All the kids started turning bright red, and swelling up like balloons.
Woooooooh. So disturbing…
At the end of Human Gym class, I was so happy because I finally made it through one full day of school.
I ran into Alex as I was walking on my way home.
“You’re not the real Steve, are you?” She said.
“What do you mean…He, he…Of course I’m Steve. Steve the warrior!”
“Nope. You’re a Zombie, and you switched bodies with Steve, and you’re just acting like him for a few weeks until the full moon, so you can visit the Swamp Witch, and she can turn you back.” She said.
“Wha…How did you know?”
“Steve called me and told me.” She said. “He thought you might need a friend to show you the ropes on how to fit in around here.”
Good Ole’ Steve, I thought.
“Plus, I could tell you weren’t Steve. Steve is one of the coolest kids at school. You act like it’s your first day in middle school.” She said.
What! Steve is one the coolest kids at school? He never told me that, I thought.
Man, I can only imagine what kind of trouble he’s getting me into at my mob school…
Friday
Oh, man! I just remembered that my ghoulfriend Sally gets back from Spring break this Sunday!
I’ve been so preoccupied with fitting in at human school that I forgot about her.
What am I going to tell her? Should I tell her the truth that Steve and I switched bodies? What if it scares her away?
And, what am I going to say when I see her? “Hi, Sally. My name is Steve. I’m your new human boyfriend. And I’m a warrior, and one of the coolest kids at my school.”
Who knows, maybe she might like me more.
Anyway, today at school, they announced that they were going to have a PVP Hunger Games Death Match Tournament in a few weeks.
PVP Death Match! What’s that?!! I thought.
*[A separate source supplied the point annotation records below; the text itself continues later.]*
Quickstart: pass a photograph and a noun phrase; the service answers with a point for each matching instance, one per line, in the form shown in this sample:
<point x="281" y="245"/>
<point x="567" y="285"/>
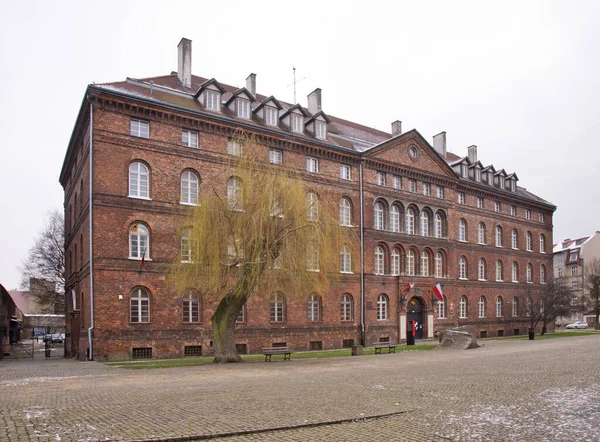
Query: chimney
<point x="251" y="84"/>
<point x="396" y="128"/>
<point x="472" y="150"/>
<point x="314" y="101"/>
<point x="439" y="143"/>
<point x="184" y="62"/>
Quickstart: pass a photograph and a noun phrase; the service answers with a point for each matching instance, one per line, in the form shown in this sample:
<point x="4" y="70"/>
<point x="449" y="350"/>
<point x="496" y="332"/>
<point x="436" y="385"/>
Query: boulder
<point x="458" y="338"/>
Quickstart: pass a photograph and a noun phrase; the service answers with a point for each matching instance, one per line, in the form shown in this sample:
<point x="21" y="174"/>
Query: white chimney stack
<point x="184" y="62"/>
<point x="396" y="128"/>
<point x="314" y="101"/>
<point x="439" y="143"/>
<point x="251" y="84"/>
<point x="472" y="152"/>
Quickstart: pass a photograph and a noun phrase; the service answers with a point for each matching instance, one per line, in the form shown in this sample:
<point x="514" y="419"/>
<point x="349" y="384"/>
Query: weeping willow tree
<point x="265" y="231"/>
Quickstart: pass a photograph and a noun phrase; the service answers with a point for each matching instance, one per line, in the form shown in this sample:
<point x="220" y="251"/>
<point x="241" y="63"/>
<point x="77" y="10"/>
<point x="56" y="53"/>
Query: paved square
<point x="506" y="390"/>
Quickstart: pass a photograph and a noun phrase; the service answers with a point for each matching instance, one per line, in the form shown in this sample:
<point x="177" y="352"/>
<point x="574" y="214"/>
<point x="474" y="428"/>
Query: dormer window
<point x="271" y="115"/>
<point x="297" y="123"/>
<point x="243" y="108"/>
<point x="320" y="130"/>
<point x="213" y="100"/>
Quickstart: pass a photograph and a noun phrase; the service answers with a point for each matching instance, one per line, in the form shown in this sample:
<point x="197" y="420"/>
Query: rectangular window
<point x="345" y="173"/>
<point x="213" y="100"/>
<point x="426" y="189"/>
<point x="243" y="108"/>
<point x="312" y="165"/>
<point x="275" y="156"/>
<point x="234" y="148"/>
<point x="138" y="128"/>
<point x="189" y="138"/>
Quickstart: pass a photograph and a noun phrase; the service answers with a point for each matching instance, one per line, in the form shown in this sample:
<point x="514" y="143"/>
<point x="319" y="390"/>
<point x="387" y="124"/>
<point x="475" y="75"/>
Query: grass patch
<point x="193" y="361"/>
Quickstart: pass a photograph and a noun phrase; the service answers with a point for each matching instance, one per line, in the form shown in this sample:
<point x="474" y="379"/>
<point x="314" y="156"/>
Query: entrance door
<point x="414" y="311"/>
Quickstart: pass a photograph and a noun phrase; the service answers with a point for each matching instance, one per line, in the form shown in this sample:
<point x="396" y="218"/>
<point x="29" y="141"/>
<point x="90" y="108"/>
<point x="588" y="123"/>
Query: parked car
<point x="578" y="324"/>
<point x="54" y="337"/>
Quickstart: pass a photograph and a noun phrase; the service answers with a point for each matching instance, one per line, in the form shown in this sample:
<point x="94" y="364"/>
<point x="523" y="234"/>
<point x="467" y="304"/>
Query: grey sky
<point x="520" y="79"/>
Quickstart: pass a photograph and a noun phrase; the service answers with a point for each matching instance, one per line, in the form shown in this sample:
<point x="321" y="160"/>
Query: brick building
<point x="139" y="150"/>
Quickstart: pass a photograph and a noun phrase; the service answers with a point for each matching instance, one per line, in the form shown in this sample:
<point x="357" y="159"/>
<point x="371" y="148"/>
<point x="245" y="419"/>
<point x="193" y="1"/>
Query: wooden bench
<point x="391" y="347"/>
<point x="270" y="351"/>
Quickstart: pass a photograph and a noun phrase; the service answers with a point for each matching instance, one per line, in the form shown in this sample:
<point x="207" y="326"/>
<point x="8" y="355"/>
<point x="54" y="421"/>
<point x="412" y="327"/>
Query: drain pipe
<point x="362" y="256"/>
<point x="91" y="213"/>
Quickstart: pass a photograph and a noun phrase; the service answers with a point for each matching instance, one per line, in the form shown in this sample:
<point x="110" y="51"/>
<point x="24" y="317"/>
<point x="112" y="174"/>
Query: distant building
<point x="569" y="260"/>
<point x="140" y="149"/>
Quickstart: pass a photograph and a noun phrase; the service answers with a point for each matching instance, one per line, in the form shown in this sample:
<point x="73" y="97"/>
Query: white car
<point x="578" y="324"/>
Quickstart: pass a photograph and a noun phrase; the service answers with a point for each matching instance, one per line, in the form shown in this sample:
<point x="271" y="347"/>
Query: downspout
<point x="91" y="329"/>
<point x="362" y="257"/>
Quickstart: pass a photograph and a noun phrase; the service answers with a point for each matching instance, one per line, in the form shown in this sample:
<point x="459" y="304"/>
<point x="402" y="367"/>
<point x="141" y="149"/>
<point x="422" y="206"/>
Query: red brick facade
<point x="112" y="150"/>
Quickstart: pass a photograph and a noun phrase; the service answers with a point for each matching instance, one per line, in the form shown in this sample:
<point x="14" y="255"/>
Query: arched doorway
<point x="415" y="312"/>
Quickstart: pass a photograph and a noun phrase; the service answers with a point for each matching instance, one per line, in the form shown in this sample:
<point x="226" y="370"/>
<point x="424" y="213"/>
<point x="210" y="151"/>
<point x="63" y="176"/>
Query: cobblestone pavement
<point x="507" y="390"/>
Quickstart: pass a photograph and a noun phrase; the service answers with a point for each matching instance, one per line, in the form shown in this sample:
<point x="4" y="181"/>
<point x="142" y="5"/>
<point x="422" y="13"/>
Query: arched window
<point x="499" y="307"/>
<point x="499" y="271"/>
<point x="312" y="206"/>
<point x="439" y="265"/>
<point x="139" y="180"/>
<point x="139" y="241"/>
<point x="462" y="307"/>
<point x="189" y="187"/>
<point x="542" y="274"/>
<point x="395" y="262"/>
<point x="410" y="263"/>
<point x="542" y="244"/>
<point x="139" y="306"/>
<point x="481" y="233"/>
<point x="424" y="223"/>
<point x="191" y="307"/>
<point x="347" y="310"/>
<point x="378" y="224"/>
<point x="277" y="307"/>
<point x="345" y="211"/>
<point x="462" y="230"/>
<point x="345" y="259"/>
<point x="498" y="236"/>
<point x="425" y="263"/>
<point x="379" y="261"/>
<point x="410" y="221"/>
<point x="382" y="307"/>
<point x="515" y="272"/>
<point x="481" y="307"/>
<point x="234" y="193"/>
<point x="481" y="269"/>
<point x="314" y="308"/>
<point x="395" y="219"/>
<point x="462" y="268"/>
<point x="441" y="308"/>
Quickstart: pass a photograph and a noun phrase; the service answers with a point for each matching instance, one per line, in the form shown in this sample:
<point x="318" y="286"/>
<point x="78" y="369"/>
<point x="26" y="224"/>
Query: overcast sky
<point x="519" y="79"/>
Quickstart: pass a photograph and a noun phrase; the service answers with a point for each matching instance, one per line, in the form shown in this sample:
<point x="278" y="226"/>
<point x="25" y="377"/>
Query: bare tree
<point x="46" y="261"/>
<point x="592" y="286"/>
<point x="544" y="304"/>
<point x="267" y="234"/>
I asked one of the kids in class what it was.
“It’s when all of the kids at school play each other in a game to the death. Kinda like Hunger Games but in middle school.” He said.
Hunger Games? Battle to the death? Man, what did I get myself into?
“Yeah, all of the kids at school are talking about it. It’s the biggest event of the year.” He said.
Man, he talks about it like if he’s going to a party to beat piñatas or something.
Wow, human kids are so weird…
Saturday
Today, I went to go meet Steve at our usual place, but he wasn’t there.
Alex came instead.
“Hey Zombie.” She said. “Steve said he was sorry he couldn’t make it, but he went on a camping trip with your Mom, Dad and little brother to the Swamp Biome. He sounded really excited too. Steve really loves camping.”
Oh brother, I thought. Now my family is going to totally love Steve.
“Yeah, Steve told me that he’s having a really great time being a Zombie. He said he’s made a ton of Mob friends, and the Principal of your school even made him the president of the Event Committee at school.”
“Wha…?!!!”
“I think it’s because he convinced them to have a big Dance Party in a few weeks. They really liked that idea.”
Mobs dancing? I didn’t even know that mobs knew how to dance. I know I can’t.
“Steve wanted me to give you a message, too.” She said. “He said, your friend Sally was attacked by a Snow Golem. He said when they found her, all that was left of her were her tonsils.”
“What?!!!!”
“Naw, just kidding. Steve said Sally’s not coming home for a few more weeks because she and her family got snowed in at the Snow Biome.”
“Wow. That’s just cold.” I said.
Since I couldn’t ask Steve about the PVP tournament, I decided to ask Alex about it.
“Alex, I was going to ask Steve about the PVP Hunger Games Death Match Tournament.” I said. “What in the world is that?”
“Oh, that. Yeah, that’s a tournament where all the kids at school fight to the death. We have it every year.” She said.
“Huh?!!”
“Yeah, we start out with the entire group of kids at school, from 6
th
grade to 8
th
grade. Then we start killing each other off one by one. The person who survives is the winner.” She said.
“What?!!”
“Yeah, it’s a lot of fun. I can’t wait for it to be here in a few weeks.” She said.
I couldn’t believe my new ears. These kids are just going to pick each other off, one by one, and she says it’s fun.
Man, I need to be careful around these humans.
I thought about asking Alex what kind of attendance problems they have at school after the tournament. But I didn’t want to cause any trouble.